A quarter of the Harris County budget goes to fund law enforcement, with over $750,000 spent every day on inmates at the Harris County Jail, according to a report in Forbes. Harris County has the third largest daily jail population - trailing only Los Angeles County and New York City.

Over a three-year stretch the number of inmates increased more than 21%.
"Many people are in jail because they are too poor to post bail. If you have a first-class pretrial program, a county is often in a better position because they can carefully analyze the individual, can figure out better what needs to be done." -- Donald Murray, senior legislative director, National Association of Counties
According to John Dyess, chief administrative officer for the Harris County Sheriff's Office, the county spends some $200 million a year for detention, money that could be spent in more productive ways.
"This really wasn't built for this. I don't know if we can build our way out of where we are today." - John Dyess
The Justice Policy Institute estimates that almost two-thirds of the nation's jail population are awaiting trial. And why are they waiting behind bars? Because almost four out of every five inmates made less than $2,000 a month prior to being arrested.
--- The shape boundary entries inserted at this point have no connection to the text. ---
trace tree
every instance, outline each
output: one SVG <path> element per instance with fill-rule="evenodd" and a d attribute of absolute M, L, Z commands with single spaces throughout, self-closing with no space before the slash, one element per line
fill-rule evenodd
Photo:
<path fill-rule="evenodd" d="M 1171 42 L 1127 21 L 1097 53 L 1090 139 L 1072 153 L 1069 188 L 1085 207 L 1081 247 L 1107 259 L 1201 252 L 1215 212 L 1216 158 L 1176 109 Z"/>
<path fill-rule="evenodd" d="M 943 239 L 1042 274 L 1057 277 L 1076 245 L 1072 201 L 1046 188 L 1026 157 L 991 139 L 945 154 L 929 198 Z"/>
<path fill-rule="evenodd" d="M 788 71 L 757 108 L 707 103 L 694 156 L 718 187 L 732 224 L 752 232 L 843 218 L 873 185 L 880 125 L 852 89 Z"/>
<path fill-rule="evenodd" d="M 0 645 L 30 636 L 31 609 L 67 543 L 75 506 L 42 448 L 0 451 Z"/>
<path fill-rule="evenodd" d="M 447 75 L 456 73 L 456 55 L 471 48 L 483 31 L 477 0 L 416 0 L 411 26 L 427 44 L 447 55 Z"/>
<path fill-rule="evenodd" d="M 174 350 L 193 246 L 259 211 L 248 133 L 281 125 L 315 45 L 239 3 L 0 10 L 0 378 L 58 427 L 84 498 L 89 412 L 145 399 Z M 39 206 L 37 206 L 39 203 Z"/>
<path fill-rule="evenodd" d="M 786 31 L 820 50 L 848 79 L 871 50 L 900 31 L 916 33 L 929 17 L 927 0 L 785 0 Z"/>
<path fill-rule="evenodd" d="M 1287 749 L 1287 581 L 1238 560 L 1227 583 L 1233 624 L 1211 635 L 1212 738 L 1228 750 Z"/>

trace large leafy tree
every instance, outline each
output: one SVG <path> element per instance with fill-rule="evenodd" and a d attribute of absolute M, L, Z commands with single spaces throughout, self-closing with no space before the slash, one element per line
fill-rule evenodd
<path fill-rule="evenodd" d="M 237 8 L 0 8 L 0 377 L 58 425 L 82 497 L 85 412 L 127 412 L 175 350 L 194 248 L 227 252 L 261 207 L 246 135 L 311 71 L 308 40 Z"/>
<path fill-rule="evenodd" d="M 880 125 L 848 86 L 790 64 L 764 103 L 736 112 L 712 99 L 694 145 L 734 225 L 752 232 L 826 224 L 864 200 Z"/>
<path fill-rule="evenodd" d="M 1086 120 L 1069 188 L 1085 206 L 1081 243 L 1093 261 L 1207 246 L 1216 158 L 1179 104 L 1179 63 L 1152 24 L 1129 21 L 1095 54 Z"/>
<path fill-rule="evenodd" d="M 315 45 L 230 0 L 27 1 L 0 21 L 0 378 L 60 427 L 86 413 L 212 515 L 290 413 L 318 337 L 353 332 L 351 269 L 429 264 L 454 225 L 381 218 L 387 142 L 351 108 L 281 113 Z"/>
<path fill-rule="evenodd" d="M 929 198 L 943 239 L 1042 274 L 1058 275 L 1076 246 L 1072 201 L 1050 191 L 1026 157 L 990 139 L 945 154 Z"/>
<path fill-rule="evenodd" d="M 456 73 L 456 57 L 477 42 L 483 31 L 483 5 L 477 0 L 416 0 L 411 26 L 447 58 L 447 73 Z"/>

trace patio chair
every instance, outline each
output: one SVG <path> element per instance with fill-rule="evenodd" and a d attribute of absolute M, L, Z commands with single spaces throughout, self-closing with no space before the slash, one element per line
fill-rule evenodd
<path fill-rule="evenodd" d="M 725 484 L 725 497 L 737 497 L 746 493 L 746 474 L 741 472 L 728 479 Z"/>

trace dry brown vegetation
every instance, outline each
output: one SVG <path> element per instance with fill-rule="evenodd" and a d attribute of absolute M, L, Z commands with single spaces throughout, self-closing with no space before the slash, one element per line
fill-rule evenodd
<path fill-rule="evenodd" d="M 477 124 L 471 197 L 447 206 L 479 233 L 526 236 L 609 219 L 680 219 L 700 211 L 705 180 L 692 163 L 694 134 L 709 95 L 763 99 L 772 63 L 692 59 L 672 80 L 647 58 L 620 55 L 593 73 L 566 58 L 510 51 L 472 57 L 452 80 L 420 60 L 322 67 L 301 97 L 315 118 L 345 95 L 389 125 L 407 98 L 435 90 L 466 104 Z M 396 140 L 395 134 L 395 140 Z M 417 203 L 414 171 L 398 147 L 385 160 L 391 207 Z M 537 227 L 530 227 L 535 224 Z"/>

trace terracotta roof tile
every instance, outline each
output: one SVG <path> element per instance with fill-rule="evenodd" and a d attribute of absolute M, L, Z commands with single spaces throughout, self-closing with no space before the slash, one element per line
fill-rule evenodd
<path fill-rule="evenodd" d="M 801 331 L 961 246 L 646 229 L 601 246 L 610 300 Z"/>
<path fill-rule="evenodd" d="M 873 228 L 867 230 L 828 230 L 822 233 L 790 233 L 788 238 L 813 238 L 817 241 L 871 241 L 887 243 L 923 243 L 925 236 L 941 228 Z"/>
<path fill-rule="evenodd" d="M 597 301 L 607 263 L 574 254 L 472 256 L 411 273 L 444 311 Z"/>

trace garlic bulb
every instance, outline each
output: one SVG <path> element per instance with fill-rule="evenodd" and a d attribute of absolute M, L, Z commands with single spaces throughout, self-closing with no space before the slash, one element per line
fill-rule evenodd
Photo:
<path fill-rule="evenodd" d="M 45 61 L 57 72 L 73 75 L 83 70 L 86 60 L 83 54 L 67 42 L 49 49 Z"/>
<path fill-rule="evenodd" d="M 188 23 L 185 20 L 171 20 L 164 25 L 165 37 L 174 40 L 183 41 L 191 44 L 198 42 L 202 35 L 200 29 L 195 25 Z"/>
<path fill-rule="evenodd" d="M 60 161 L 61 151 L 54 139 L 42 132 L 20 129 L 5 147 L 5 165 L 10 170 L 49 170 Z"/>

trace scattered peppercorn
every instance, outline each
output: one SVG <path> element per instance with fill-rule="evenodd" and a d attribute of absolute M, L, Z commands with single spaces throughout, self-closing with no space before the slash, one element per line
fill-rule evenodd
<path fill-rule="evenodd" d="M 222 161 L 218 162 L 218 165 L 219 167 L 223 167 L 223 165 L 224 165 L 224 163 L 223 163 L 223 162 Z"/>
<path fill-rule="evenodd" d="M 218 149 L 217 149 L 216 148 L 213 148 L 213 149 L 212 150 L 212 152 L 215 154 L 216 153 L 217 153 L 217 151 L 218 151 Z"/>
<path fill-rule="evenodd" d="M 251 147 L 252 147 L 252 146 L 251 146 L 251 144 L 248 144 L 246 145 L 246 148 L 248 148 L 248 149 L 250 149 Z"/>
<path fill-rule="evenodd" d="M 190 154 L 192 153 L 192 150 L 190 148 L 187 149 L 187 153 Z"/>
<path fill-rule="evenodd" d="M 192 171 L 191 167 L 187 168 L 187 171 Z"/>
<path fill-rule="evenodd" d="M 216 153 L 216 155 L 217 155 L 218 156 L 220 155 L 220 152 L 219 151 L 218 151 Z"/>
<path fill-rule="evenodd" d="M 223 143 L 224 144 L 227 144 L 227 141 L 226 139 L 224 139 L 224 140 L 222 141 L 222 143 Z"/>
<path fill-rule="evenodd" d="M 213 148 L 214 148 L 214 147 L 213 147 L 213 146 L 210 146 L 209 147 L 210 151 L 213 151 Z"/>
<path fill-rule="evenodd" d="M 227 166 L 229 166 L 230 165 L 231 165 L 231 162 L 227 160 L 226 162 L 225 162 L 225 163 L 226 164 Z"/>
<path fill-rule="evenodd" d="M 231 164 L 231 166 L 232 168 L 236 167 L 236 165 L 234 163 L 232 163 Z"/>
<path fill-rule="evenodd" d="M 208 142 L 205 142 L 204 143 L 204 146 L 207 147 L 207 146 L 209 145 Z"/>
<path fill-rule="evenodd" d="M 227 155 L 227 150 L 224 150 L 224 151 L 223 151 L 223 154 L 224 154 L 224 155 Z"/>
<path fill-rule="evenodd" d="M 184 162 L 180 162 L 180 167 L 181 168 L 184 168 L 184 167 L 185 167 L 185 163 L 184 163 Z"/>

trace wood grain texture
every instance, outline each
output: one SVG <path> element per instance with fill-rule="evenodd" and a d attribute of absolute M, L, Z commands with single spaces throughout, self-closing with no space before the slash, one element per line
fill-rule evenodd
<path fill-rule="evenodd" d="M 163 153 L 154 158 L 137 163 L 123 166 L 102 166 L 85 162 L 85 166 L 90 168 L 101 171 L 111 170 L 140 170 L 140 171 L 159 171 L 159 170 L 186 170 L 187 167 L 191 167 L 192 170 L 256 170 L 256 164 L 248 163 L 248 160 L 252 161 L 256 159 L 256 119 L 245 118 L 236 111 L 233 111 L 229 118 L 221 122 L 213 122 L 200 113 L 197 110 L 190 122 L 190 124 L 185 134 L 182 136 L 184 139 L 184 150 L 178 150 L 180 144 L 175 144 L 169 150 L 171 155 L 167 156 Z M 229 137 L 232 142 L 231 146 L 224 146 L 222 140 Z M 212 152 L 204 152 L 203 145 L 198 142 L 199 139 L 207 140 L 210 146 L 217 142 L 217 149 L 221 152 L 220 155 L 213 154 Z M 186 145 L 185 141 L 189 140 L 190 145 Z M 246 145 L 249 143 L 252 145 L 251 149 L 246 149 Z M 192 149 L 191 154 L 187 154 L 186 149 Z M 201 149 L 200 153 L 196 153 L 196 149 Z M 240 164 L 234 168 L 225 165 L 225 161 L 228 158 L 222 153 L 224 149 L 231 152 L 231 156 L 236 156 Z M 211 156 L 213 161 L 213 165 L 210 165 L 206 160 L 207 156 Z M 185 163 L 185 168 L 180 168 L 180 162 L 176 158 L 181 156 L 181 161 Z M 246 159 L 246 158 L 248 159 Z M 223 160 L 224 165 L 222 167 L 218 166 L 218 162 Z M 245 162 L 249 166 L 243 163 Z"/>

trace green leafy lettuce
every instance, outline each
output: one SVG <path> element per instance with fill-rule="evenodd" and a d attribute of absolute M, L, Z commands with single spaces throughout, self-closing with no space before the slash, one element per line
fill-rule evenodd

Between 1986 and 2005, the number of arrests for violent crimes increased 25% but the number of arrests for possession of illegal drugs increased 150%.

The numbers are appalling. The wholesale eviseration of the Eigth Amendement's prohibition against unreasonable bail is unconscionable. The only purpose of bail is to insure the accused's appearance in court. It is not meant to be a tool of punishment. We often forget that these men and women held in jail awaiting trial haven't been convicted of anything. They are innocent unless the state proves them guilty beyond all reasonable doubt.

2 comments:

Shazza said...

I job-shadowed a PD last April and was able to watch an individual's arraignment and was appalled at the ferocity of the bail amount. Wasn't about 8th Amendment at all, it boiled down to a DA scoring brownie points. Truthfully it angered me.

Houston DWI Attorney Paul B. Kennedy, said...

Thank you for your comment.

In both Harris and Galveston Counties, the courts use a bond schedule to set bond. While using a bond schedule as a guideline is good practice, blind adherence to a bond schedule is inherently unjust.

While the bond schedule takes into account the severity of an alleged offense and the accused's criminal history -- it doesn't take into account the accused's ability to raise funds.